Creating a Rescue Plan
Now you’ve seen some of the causes of writing fears and barriers, and how you can overcome each problem with a change in thinking or in writing habits. Does that mean that after you’ve read this chapter you should never face a writing fear or barrier ever again?
Fear is your body’s natural protective mechanism and there will always be things that trigger it. This is the way we are designed.
Just about all writers will face problems in their writing life. The fears and barriers they face will change with each new project or phase of the project.
Aiming to eradicate fear from your life will only lead to a constant battle. Instead, think of the process as a dance – where the fear appears and you find a way to gracefully sidestep it each time.

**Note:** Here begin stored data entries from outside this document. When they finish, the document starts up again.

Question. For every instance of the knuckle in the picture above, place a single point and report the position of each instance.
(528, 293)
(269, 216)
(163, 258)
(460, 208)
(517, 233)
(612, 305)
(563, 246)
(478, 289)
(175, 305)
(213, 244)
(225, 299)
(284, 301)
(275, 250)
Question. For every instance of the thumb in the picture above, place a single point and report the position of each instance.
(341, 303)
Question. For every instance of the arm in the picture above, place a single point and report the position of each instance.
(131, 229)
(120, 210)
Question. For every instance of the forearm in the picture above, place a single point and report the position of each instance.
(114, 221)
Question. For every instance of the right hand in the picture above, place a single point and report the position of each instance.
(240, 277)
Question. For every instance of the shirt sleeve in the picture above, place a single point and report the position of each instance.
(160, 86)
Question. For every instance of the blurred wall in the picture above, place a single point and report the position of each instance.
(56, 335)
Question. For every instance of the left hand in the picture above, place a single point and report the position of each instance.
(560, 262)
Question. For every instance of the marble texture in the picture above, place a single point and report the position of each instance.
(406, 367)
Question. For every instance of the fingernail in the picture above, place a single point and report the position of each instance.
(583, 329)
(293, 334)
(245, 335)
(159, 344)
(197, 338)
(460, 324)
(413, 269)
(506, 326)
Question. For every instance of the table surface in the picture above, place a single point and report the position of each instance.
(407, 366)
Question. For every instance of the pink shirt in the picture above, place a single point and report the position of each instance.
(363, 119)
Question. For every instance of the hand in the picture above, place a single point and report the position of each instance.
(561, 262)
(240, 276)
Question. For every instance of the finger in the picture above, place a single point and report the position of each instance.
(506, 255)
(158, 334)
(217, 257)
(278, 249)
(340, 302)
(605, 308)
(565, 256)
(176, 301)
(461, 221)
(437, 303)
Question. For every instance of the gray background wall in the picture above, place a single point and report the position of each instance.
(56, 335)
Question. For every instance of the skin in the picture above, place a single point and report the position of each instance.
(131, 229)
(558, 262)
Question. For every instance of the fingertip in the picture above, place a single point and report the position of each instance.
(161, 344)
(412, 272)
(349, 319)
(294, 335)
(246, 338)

Knowing there will be times when fears or barriers arise means you can prepare for them. The following three step plan will help you to:
- Notice when a fear or barrier is starting to impact on your writing,
- Understand the root cause of the problem, and
- Find a way to sidestep the issue so you can continue your productive writing life.
Step 1: Identify Warning Signs
Before your writing completely halts in ‘writer’s block’ there are usually warning signs. Your warning signs are unique to you. They may include:
- A drop in writing output. You may find you word count slowing. Your writing may feel sluggish and anemic.

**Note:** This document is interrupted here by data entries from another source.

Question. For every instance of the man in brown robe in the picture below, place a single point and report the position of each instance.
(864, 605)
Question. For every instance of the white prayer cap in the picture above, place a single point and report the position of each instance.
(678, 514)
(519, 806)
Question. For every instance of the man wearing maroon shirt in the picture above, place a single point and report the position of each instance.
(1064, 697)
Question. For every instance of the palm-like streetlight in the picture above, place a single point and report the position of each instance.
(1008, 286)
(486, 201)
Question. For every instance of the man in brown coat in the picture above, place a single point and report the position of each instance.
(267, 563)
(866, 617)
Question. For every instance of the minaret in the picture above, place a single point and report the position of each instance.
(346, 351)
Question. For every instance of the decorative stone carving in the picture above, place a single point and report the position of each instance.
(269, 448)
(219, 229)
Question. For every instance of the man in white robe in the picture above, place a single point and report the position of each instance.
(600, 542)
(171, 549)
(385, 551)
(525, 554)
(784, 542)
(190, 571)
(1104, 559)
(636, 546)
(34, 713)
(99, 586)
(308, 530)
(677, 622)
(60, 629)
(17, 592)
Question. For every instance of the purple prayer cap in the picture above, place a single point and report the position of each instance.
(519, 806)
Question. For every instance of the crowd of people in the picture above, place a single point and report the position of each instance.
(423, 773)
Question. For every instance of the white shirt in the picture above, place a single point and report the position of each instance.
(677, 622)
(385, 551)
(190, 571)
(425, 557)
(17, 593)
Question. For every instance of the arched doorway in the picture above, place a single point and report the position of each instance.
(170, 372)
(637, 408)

- Increased frustration. You may encounter difficulties in your plot or inconsistencies with your characters.
- Excuses for not writing. Other tasks in your life may seem to take on added importance. You may find you’re more interested in cleaning the grout in your shower than you are in your novel.

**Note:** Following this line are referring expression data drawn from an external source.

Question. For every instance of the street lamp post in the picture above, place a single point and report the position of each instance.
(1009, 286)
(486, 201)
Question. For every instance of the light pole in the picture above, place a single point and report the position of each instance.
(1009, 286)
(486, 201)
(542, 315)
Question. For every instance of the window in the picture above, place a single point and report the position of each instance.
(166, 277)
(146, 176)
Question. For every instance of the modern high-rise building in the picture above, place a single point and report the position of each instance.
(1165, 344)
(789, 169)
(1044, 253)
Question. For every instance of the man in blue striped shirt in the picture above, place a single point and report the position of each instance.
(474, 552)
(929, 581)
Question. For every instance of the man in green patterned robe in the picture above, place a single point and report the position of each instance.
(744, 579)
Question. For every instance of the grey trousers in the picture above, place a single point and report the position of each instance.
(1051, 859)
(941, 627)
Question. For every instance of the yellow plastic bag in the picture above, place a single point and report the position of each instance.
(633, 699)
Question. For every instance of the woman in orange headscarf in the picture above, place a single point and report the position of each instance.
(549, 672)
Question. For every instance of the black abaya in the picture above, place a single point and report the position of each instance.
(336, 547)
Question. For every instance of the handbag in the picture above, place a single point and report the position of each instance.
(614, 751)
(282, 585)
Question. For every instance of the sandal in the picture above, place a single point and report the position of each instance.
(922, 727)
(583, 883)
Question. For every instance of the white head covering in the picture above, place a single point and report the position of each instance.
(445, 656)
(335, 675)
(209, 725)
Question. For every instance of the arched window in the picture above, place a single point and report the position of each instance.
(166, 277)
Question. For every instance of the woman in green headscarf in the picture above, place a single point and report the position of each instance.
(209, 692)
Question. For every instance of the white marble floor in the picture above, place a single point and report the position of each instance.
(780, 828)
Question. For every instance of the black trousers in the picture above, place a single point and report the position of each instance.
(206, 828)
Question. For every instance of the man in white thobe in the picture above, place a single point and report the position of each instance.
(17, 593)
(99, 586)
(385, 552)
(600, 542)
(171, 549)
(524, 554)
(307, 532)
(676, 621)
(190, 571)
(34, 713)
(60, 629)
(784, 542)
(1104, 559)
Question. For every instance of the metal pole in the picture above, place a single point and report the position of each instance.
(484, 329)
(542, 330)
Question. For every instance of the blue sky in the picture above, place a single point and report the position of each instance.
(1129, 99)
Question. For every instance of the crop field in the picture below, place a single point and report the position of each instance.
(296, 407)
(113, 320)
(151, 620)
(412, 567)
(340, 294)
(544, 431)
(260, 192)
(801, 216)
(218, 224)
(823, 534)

- A dread of the page. What started out as a fun story idea my gradually turn into a weight on your mind. You lose your excitement for your project.
- A shiny, new idea. Funnily enough, finding yourself excited by a new idea can often be a warning sign that things with your current project are not going well. Your mind may be trying to distract you from the fear you’re facing.
These may be subtle signs at first, but they indicate a deeper problem – a problem you need to address. The sooner you can do something about the fear or barrier you’re facing, the sooner you can move on with your writing.
Step 2: Get the Problem Down on Paper
Noting the warning signs may not reveal what the problem really is. For that, you’ll need to dig a little deeper.
The best way to find out the problem you’re facing is to freewrite. Sit yourself down in front of the page and pour your thoughts out. Write about:
- How you’re feeling about your writing project.
- What are the next steps on your project?
- How do you plan to move forward on this project?
- Are there any aspects of this project that you’re not sure about?
This process is like massaging a tense shoulder. Gradually the muscle will soften a little and reveal a knot of tension. Once you’ve discovered that knot, you can work on it.
Step 3: Find a Solution
Once you’ve found out what your problem is, then you can work towards implementing a solution.
You might be able to use some of the suggestions mentioned earlier in the chapter, or you might need to come up with a solution unique to your situation. If you’re not sure of what to do, turn to someone in your support structure (perhaps a fellow writer or a writing mentor) to brainstorm suggestions.
Don’t sit back and let the fear paralyze you. Get working on a solution.